Jean Genet’s Treasures of the Night: once an outlaw…

The poems in the Genet collection Treasures of the Night will shock and offend those unprepared to accept love’s alternative practitioners. Genet would like that….

Treasures of the Night by Jean Genet (image courtesy Gay Sunshine Press)

The next work from the world literature section of the 2015 reading list is an early (and problematic) translation of the collected poems of French playwright, novelist, poet, vagabond, and professional ne’er-do-well Jean Genet called Treasures of the Night. Genet is one of literature’s most celebrated “bad boys,” having been sent to a reformatory as incorrigible when he was 15 and to the French Foreign Legion, an organization with a long history of making bad boys shape up, at 18.

They failed with Genet. If anything, he became even more of a bad boy. According to conflicting accounts Genet either deserted or was kicked out of the Legion for “indecency.” The indecency involved Genet and another Legionnaire. Over the two decades following his separation from the Legion, Genet would be arrested and jailed on numerous occasions for vagabondage, thievery, and prostitution. Finally, perhaps out of sheer desperation, he began to write and became a cause célèbre among France’s most distinguished literati and artists including Cocteau, Sartre, Gide, and Picasso. As his career progressed he enjoyed considerable success as a novelist, even greater success as a playwright. Perhaps his least known works are his poems.

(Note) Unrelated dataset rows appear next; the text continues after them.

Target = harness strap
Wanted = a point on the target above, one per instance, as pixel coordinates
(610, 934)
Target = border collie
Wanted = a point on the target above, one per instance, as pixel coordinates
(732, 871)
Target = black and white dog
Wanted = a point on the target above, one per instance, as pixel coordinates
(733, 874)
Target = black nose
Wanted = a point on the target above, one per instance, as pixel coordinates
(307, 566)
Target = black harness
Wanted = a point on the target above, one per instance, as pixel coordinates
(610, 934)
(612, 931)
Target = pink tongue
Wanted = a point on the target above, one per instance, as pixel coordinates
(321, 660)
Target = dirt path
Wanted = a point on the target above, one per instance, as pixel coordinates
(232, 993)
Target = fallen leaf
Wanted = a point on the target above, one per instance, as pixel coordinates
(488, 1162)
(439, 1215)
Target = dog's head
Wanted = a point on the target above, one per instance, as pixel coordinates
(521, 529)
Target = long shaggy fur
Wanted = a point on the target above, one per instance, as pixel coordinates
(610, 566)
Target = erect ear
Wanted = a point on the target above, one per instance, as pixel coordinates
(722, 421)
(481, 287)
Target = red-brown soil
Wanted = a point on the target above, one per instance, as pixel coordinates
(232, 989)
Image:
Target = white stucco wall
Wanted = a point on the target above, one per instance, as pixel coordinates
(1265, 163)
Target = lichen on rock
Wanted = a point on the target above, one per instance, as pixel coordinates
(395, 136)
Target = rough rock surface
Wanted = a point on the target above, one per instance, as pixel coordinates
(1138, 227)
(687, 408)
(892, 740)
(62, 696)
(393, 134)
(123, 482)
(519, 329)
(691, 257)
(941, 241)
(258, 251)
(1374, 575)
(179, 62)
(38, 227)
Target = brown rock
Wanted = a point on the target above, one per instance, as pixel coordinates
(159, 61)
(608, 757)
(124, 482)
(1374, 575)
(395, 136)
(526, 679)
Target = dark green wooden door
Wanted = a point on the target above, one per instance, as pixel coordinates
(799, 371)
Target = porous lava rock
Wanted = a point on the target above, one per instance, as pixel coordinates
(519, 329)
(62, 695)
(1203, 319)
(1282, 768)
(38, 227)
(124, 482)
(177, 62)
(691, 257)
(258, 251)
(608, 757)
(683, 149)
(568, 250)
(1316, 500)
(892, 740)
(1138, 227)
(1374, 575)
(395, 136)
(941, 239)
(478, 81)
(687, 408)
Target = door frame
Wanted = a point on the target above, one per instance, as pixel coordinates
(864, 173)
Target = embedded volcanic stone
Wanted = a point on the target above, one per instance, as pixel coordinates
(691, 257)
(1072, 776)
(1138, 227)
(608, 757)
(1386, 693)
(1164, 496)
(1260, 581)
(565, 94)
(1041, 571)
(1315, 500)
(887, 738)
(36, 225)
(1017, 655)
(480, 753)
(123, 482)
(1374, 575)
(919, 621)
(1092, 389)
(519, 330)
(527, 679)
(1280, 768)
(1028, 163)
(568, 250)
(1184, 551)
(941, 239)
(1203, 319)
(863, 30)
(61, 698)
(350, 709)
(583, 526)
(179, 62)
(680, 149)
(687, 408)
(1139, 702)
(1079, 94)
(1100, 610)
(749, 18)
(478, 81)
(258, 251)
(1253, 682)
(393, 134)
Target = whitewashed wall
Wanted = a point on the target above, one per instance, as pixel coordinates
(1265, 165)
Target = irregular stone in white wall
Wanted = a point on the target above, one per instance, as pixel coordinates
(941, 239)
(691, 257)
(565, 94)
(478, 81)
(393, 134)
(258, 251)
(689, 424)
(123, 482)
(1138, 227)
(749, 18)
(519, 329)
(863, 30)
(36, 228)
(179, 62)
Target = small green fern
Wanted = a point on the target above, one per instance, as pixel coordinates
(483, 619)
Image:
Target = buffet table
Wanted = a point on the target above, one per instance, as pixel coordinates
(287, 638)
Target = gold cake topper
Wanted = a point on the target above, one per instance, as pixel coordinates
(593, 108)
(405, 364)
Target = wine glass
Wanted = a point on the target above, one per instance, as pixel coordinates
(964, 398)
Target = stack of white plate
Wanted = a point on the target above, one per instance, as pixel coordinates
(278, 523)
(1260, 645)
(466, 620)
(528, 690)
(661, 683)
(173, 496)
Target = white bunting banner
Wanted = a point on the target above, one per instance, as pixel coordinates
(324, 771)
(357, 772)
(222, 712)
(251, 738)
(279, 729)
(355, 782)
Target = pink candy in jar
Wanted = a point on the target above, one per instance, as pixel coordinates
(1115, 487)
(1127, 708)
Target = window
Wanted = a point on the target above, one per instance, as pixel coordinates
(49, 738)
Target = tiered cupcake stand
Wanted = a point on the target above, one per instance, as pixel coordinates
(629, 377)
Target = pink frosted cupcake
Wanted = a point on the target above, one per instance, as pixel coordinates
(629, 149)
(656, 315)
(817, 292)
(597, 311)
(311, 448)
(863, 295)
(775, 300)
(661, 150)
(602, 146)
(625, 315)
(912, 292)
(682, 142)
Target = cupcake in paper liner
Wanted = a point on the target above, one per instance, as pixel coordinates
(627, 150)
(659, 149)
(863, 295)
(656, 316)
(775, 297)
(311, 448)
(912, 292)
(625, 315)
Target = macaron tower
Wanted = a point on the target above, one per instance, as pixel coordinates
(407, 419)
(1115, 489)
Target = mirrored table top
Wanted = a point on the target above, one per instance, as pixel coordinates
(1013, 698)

Treasures of the Night consists of six poems of varying lengths, all longish for lyric verse and all related to Gide’s difficult, Bohemian life as a criminal and as a member of the gay demi-monde. These are poems that juxtapose brutality with tenderness, joy with despair, beauty with hideousness. Some titles alone give some indication that one is not going to be reading hearts and flowers stuff: “Le Condamnè à Mort”; “Marche Funèbre”; “La Galère.” Others suggest more hopeful themes but continue in much the same vein “La Parade”; “Un Chant d’Amour”; “Le Pêcheur du Suquet.”

It is not necessary to examine all these poems, nor would that necessarily be a good idea in this translation. This version of Genet’s poems suffers, as translations sometimes do, from being too much a transliteration of the French, not enough an expression of Genet’s work in equivalent English idiom, which a good translation should do. (Mark Spitzer has done a much better job translating Genet’s poems for those interested.)

Genet’s fascinations with beauty, sex, and death intersect most clearly in the poems “Le Condamné à Mort” and “Le Pêcheur du Suquet.” In the former of these poems, a single quatrain serves to show how Genet brings all these themes together (I offer these first in French, then the English translation I read):

Enfant d’honneur si beau couronné de lilas!/Penche-toi sur mon lit, laisse ma queue qui monte/Frapper ta joue dorée. Ecoute, il te raconte,/ Ton amant l’assassin, sa geste en mille éclats.

Fair child of honor crowned with lilac!/ Bend over my bed, let my rising cock/ Smack your golden cheek. Listen, your killer lover/Is telling you his story in a thousand explosions.

In “Le Pêcheur du Suquet,” Genet describes the pain of love as the alternating experience of peace and disquiet, pleasure and pain, life and death – and sex:

Enfouis sous vos pieds les trésors de la nuit/ Sur des chemins de braise allez en souple’sse./La paix est avec vous./Dans les orties, les ajoncs, les prunelliers, les forêts, votre pas/Dépose des mesures de ténèbres./Et chacun de vos pieds, chaque pas de jasmin/M’ensevelit dans une tombe de porcelaine./Vous obscurissez le monde.

With the treasures of the night buried under your feet/Along paths of live charcoal, go lithely./Peace is with you./Among nettles, furze, blackthorns, forests, your steps/Lay down measurements of shadows./And each foot, each step of jasmine/Buries me under in a porcelain grave./You darken the world.

This lyrical moment passes and Genet jerks us back to the dirty reality of the narrator’s rough and tumble affair with a handsome but coarse fisherman:

Les trésors de cette nuit : l’Irlande et ses révoltes,/let rats musqués fuyant dans les landes, une arche/de lumière, le vin remonté de ton estomac, la/noce dans la vallée, au pommier en fleur un/pendu qui se balance, enfin cette région que/l’on aborde le coeur dans la gorge, dans ta culotte/ protégée d’une aubépine en fleur.

Treasures of the night: Ireland and her revolts,/muskrats fleeing across wastelands, an arch/of light, the wine you threw up,/the wedding in the valley, a hanged man swinging/from a blossoming appletree; in short, this region/that one, heart in mouth, reaches in your shorts,/protected by a blossoming whitethorn.

Despite the sometimes clumsy translation of the edition of Genet’s poems I read, I can recommend him as a poet who sees the beautiful in the garbage and the garbage in the beautiful with clear eyes and records them with honesty that is both a hand outstretched in friendship and a fist drawn back in anger. It is powerful, potent, and passionate work. That, in any translation, is enough.